В следующие дни — так случилось только однажды в моей жизни — в том же самом месте моцартовского концерта я несколько раз воспаряла. Удивительно, ведь место катарсиса обычно не повторяется. Прорыв каждый раз в ином месте. Может, лишь потому мне удалось такое редчайшее, что всю эту весну, еще со снегом и таяньем его, длилась сплошная радость: блики, снег, запах. Раньше мир, измельчаясь, уходил. Как ни пристально я всматривалась, все я была сторонним наблюдателем. А тут: я — свет, я — воздух, я — снег. Все это дробится, но и я дроблюсь вместе. Раньше я — это холод и скука, а все остальное — не-я. Мир был расколот на я и не-я. Я была как мерзлый снег на заскорузлой земле. И вот — воссоединилось светом, потекло воздухом, в котором было больше снежной свежести, чем в самом оседающем снеге, больше земной горечи, терпкой прели, чем в самой проступающей тверди. Аура, запахи, птицы. Это было раньше любви. Это было предвестие любви.

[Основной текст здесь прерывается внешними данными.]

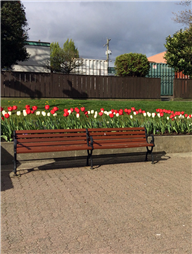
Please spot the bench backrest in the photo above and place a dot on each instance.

Может, оно и продолжалось-то всего несколько дней. Ребенок рисует маленькое тельце: небрежный, косой «огуречик», бровей нет, вместо глаз две точки, зато рука, приковавшая его внимание, длинна, как шланг, и пальцы на ней длиннее тельца. Забавно, да, но ведь и в мозгу тоже несоразмерно представлены части тела — не по их величине, а по существенности. Для меня та весна света и воздуха — как пальцы на малосущественной руке на еще менее существенном тельце обычной жизни.
Дальнейшее проступает уже как-то надлично, вне связи с этими днями. Переход утрачен памятью. Не в самих ли этих днях таились пустоты? Возможно, в какое-то утро, в какой-то день мне стало вдруг скучно. А может, я обнаружила однажды скучливостъ в нем, повернувшемся ко мне мурлом.